He spake: replied Agamemnon lord of spears:
"Ancient, there is none other in our midst
Wiser than thou, of Danaans young or old,
In that thou say'st that unforgiving wrath
Will burn in him to whom the Gods herein
Deny the victory; for these which strive
Are both our chiefest. Therefore mine heart too
Is set on this, that to the thralls of war
This judgment we commit: the loser then
Shall against Troy devise his deadly work
Of vengeance, and shall not be wroth with us."
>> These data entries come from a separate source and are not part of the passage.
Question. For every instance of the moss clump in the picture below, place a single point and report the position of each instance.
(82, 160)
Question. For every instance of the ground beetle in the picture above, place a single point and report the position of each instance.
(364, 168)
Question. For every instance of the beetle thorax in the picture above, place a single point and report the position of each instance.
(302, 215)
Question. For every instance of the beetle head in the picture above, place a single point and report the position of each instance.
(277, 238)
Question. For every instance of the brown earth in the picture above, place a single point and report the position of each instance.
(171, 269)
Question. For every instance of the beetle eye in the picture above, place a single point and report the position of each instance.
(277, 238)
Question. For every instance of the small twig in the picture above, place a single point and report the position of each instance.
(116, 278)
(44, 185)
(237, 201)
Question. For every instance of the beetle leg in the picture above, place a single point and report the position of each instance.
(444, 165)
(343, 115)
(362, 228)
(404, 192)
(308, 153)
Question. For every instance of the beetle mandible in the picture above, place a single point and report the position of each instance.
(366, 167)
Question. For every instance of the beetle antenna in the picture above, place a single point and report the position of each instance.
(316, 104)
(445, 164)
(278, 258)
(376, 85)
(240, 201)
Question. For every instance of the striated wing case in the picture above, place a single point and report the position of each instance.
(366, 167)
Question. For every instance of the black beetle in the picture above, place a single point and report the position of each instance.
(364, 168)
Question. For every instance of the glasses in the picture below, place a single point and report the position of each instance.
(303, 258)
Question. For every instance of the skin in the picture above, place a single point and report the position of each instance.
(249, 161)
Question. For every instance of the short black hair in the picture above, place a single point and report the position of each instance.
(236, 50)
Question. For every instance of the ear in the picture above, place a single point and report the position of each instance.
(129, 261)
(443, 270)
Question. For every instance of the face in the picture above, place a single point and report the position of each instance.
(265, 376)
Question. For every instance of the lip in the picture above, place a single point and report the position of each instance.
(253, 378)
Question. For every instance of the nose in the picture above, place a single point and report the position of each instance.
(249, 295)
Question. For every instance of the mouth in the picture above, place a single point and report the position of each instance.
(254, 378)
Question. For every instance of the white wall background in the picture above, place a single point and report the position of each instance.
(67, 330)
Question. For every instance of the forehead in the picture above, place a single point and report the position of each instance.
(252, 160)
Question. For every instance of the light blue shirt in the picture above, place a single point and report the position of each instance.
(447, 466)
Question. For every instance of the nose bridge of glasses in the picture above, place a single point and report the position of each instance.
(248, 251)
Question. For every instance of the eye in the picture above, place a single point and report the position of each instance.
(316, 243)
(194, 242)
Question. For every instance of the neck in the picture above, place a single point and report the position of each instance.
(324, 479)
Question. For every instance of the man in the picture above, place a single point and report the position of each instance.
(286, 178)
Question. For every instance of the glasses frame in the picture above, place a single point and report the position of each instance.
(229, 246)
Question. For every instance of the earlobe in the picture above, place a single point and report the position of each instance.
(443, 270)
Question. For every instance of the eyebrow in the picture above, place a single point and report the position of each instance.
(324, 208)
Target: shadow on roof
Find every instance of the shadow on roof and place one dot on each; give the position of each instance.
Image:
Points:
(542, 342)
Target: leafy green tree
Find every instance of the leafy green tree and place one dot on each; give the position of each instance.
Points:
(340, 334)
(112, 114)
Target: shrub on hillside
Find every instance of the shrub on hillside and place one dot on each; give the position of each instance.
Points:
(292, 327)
He spake, and these three, being of one mind,
In hearing of all men refused to judge
Judgment so thankless: they would none of it.
Therefore they set the high-born sons of Troy
There in the midst, spear-thralls although they were,
To give just judgment in the warriors' strife.
Then in hot anger Aias rose, and spake:
"Odysseus, frantic soul, why hath a God
Deluded thee, to make thee hold thyself
My peer in might invincible? Dar'st thou say
That thou, when slain Achilles lay in dust,
When round him swarmed the Trojans, didst bear back
That furious throng, when I amidst them hurled
Death, and thou coweredst away? Thy dam
Bare thee a craven and a weakling wretch
Frail in comparison of me, as is
A cur beside a lion thunder-voiced!
No battle-biding heart is in thy breast,
But wiles and treachery be all thy care.
Hast thou forgotten how thou didst shrink back
From faring with Achaea's gathered host
To Ilium's holy burg, till Atreus' sons
Forced thee, the cowering craven, how loth soe'er,
To follow them -- would God thou hadst never come!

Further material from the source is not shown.